Poor Waity Willie
Thursday, 24 June 2010
I don’t always put my Observer column up on the blog, it’s a sporadic thing. It’s always on the “WRITING” page - but I haven’t yet decided whether I should put it on the blog or not, so I’ve settled on a decisive ‘sometimes’.
Anyway, I didn’t put up last week’s on here but, since you ask, it was about single life. There was something in the paper about Lisa Snowdon, who talked about the fear and loneliness of thinking she might never get married. I wrote a grumpy little piece about this attitude, saying that in 2010 it is easier than ever to (a) remain unmarried without stigma or sacrifice, and (b) find someone to marry. So what’s to moan about? If you don’t want to marry any of the millions of available people, that means you’d rather be single, so you should celebrate social change and enjoy the freedom.
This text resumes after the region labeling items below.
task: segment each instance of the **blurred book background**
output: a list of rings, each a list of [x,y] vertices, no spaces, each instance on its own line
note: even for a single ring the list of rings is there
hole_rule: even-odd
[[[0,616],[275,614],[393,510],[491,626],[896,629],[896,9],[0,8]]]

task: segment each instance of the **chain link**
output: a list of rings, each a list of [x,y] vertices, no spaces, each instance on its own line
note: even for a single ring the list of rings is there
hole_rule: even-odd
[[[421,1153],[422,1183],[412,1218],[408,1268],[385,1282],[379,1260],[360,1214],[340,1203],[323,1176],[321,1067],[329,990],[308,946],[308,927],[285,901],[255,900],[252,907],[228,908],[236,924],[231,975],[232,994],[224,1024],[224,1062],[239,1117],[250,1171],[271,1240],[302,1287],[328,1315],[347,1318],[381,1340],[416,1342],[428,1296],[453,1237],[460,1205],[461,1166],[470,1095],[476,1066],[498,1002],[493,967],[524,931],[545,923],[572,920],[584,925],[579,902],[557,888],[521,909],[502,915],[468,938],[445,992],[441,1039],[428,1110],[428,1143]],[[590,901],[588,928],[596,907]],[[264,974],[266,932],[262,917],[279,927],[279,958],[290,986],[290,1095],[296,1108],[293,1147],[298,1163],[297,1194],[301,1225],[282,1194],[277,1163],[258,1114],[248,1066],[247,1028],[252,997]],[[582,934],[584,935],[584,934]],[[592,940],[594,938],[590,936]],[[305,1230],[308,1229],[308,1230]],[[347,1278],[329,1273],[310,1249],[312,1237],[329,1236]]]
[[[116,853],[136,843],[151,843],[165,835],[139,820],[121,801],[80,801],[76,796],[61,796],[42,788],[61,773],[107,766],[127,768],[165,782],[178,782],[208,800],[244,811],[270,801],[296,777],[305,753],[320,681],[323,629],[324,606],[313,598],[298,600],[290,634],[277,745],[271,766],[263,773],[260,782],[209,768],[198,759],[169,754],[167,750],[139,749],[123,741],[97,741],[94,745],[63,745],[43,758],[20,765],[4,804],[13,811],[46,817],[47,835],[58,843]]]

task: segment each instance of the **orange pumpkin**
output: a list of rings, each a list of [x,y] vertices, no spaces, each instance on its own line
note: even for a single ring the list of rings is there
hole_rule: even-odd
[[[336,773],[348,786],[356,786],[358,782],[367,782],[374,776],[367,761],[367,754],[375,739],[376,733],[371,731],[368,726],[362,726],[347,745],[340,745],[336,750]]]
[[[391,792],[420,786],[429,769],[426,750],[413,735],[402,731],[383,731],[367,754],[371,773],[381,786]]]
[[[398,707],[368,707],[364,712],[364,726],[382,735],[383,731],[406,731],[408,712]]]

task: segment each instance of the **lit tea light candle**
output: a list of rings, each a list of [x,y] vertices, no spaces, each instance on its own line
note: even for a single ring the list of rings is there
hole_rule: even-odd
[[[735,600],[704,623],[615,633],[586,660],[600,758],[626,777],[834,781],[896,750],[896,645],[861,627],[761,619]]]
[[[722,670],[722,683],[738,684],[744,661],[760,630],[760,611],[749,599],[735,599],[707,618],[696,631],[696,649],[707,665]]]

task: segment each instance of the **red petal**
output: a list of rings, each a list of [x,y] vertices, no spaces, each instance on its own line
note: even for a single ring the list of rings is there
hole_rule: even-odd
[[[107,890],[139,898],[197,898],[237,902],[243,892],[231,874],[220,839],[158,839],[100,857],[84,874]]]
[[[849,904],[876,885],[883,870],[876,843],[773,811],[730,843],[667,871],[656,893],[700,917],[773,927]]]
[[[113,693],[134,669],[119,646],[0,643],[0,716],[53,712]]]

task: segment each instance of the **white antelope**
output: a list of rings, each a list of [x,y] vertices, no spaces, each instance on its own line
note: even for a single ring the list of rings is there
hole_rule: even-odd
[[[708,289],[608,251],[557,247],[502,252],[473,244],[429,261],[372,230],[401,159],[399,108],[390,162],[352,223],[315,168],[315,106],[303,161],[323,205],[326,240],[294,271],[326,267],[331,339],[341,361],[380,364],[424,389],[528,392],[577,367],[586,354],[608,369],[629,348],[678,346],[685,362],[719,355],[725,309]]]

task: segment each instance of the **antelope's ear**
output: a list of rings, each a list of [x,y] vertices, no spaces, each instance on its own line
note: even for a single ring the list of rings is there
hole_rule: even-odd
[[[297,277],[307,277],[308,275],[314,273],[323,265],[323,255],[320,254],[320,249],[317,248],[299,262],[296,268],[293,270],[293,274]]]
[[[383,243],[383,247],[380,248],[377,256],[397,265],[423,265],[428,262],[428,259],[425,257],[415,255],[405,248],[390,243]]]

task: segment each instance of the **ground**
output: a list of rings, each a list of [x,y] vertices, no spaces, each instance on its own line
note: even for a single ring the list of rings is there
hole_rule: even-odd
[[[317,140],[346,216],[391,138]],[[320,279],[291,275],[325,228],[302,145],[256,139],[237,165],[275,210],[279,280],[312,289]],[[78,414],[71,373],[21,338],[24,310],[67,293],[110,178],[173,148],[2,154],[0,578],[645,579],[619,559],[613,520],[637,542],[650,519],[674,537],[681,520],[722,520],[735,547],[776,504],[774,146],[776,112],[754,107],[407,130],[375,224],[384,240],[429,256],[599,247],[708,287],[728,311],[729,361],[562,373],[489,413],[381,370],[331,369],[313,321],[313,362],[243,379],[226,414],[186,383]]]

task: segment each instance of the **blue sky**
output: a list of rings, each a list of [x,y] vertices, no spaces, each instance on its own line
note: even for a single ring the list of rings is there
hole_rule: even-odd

Or, if marriage is the only thing that would make you happy, pick a candidate and stop saying nobody’s “right”. If you wanted it enough, they would be.
Except I said it at greater length, because I get paid by the word.
Somebody’s written to the Observer to criticize me for this vicious attack on “a minority” (single people) and ask who I will target next. “The disabled?”, they ask. Apparently the Observer’s going to print it. We’ll see. It sounds like quite a funny letter, though I don’t think it’s meant to be.
I think a few readers did get offended, thinking I was saying that single people should settle for second best and marry someone they don’t really want. I wasn’t saying that at all. I was saying that you should at least acknowledge it is a choice, and be happy that the choice is so much freer than it used to be.
I was thinking about all this again today because I read another of those stories about “poor Kate Middleton”, still hanging on for the proposal that Prince William hasn’t made. It’s news again because the prince has turned 28 - the age at which he once said he might get married - but there’s still no engagement. Poor Kate, poor Kate, poor Kate.
Why the automatic “poor Kate” ? It never seems acknowledged as a possibility that maybe she is the one who won’t marry him. We don’t know how the land lies. It would be pretty insulting to assume that she MUST want to marry him because he’s rich and titled. It would be sexist (and a profound misreading of human nature) to assume that she must want to marry him because it’s always the woman in the relationship who presses for the wedding.
Maybe the reason that they are still together after eight years, but unengaged, is that Kate has never wanted to marry anyone and they are going to be the ground-breaking royal couple who stay together for ever, bring up children, but never marry. Or maybe Kate just won’t say yes. Maybe she’s a commitment-phobe. Maybe she has real concerns that hold her back; maybe she loves William madly but isn’t sure she wants that life; maybe they are stuck because she can’t bear to commit to “forever” as a royal, but can’t bear to leave him either. Maybe she is, quite sensibly, aware that getting married involves choosing not just a person but a joint life path - in this case, his. Maybe she just doesn’t want Christmas at Sandringham.
Maybe he proposes every day, but Kate declines.
Probably not. But this is like a Heresy topic: it is a Received Opinion in this country that Kate wants to marry William but he won’t jump. Whatever the truth of the relationship, that assumption is informed by old-fashioned notions, some sexism, and something rather disrespectful towards her. Heresy is now finished for the year, and may never come back - but I hope, if nothing else, the message lingers, BEWARE RECEIVED OPINION. Sometimes it may be right. But it’s always worth questioning.